Citing several months of complaints from teachers about new state-mandated evaluations, Gov. Bill Haslam is calling in a third-party education advocate to sort out the new system.
The State Collaborative on Reforming Education has agreed to independently grade the state’s new evaluation process and report back by this summer with feedback and recommendations to be used going into the 2012-13 school year.
“Any time you implement something that’s this comprehensive, I think if you don’t consistently re-evaluate it, you’re not doing your job,” Haslam told reporters after a press conference announcing the partnership at the Capitol Building Wednesday.
“We knew this is going to be a huge rollout, and we knew there would be some people that didn’t necessarily take to it very well, and we knew that we would be evaluating the evaluations,” he said.
SCORE has been involved in several Tennessee education initiatives, including advocating for data-driven teacher evaluations. The nonprofit, bipartisan organization is run by Jamie Woodson, a former Republican senator from Knoxville who bowed out this year to become the group’s executive director. She took over for former U.S. Senate Majority Leader Bill Frist, also a Republican, who launched the organization in 2009.
School districts across the state began using the new annual evaluations this schools year, which include grading teachers based on a mix of student test scores and classroom evaluations and scoring them on a five-point scale.
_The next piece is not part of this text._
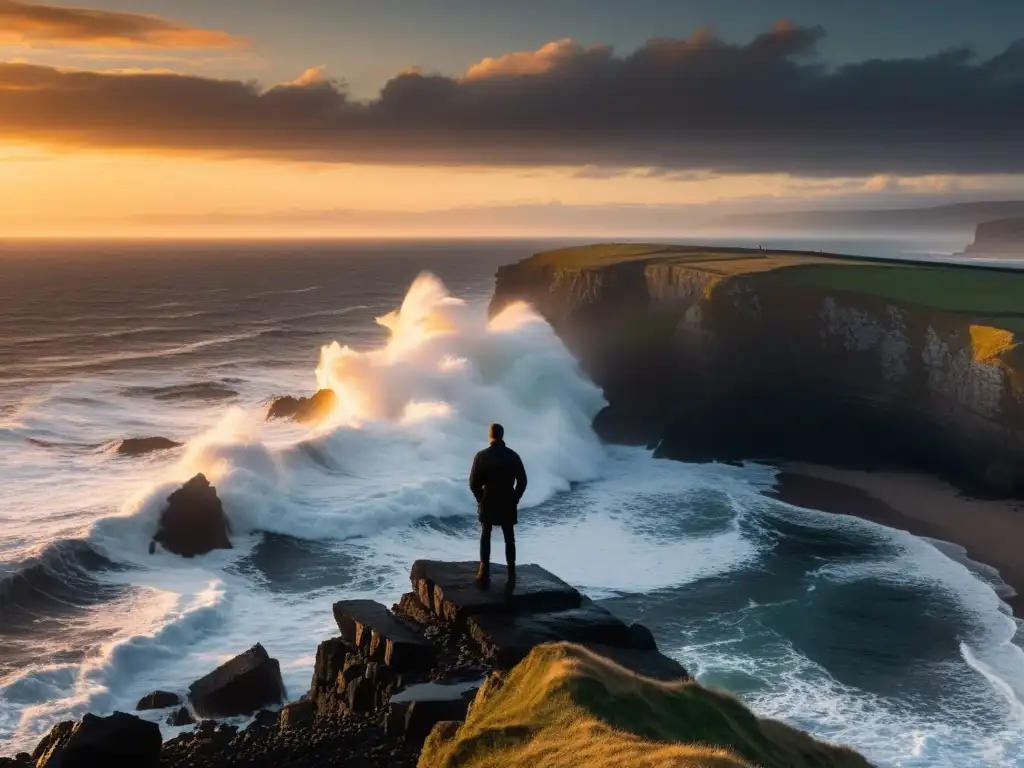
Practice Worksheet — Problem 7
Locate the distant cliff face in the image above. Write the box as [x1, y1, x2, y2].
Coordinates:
[492, 250, 1024, 494]
[967, 218, 1024, 259]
Previously, teachers were heavily evaluated in the three years prior to earning tenure, sporadically after that point.
“The implementation and execution of these reform efforts are truly where the rubber meets the road,” said Woodson, who said SCORE will facilitate roundtable discussions with teachers across the state in addition to soliciting feedback online. “Critical to our mission and to success of this effort is the opportunity for feedback and input from educators and community members throughout the state.”
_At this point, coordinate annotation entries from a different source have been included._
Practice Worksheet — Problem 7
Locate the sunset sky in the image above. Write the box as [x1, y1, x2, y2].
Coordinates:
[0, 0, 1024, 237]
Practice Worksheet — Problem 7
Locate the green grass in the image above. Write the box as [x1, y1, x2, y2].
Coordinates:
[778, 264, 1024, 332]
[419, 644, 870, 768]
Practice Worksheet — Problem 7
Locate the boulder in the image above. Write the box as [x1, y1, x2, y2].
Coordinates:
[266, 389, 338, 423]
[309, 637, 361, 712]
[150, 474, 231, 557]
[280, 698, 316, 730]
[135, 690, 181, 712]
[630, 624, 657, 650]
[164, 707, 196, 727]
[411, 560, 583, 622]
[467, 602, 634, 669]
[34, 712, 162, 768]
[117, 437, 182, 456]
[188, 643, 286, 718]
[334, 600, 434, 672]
Haslam said SCORE’s advocacy work for a teacher evaluation system is an asset, not a bias.
“It’s not a question of should we have (the teacher evaluation system). It’s a question of, is the one that we have working well, and I think that’s what we’ve tasked (SCORE) with,” Haslam told reporters.
House Democratic Leader Craig Fitzhugh applauded the governor’s call to study the new evaluation, but said he should also put the system on pause.
“The Legislature rushed this evaluation process, and in many situations it has been to the detriment of Tennessee’s teachers and students,” wrote Fitzhugh, D-Ripley, in an emailed statement. “I hope that the governor and the Legislature agree that we need to delay the evaluations until a thorough bi-partisan review is complete.”
While SCORE picks through the evaluation process, Haslam said he wants the Legislature to avoid passing bills that would change the current process, saying any adjustments should go through the Board of Education.
Halams has also, in recent weeks, asked the Legislature to take a pass on legislation that would allow students to transfer to a public, charter or private school using vouchers while a task force — which includes Woodson — studies that concept.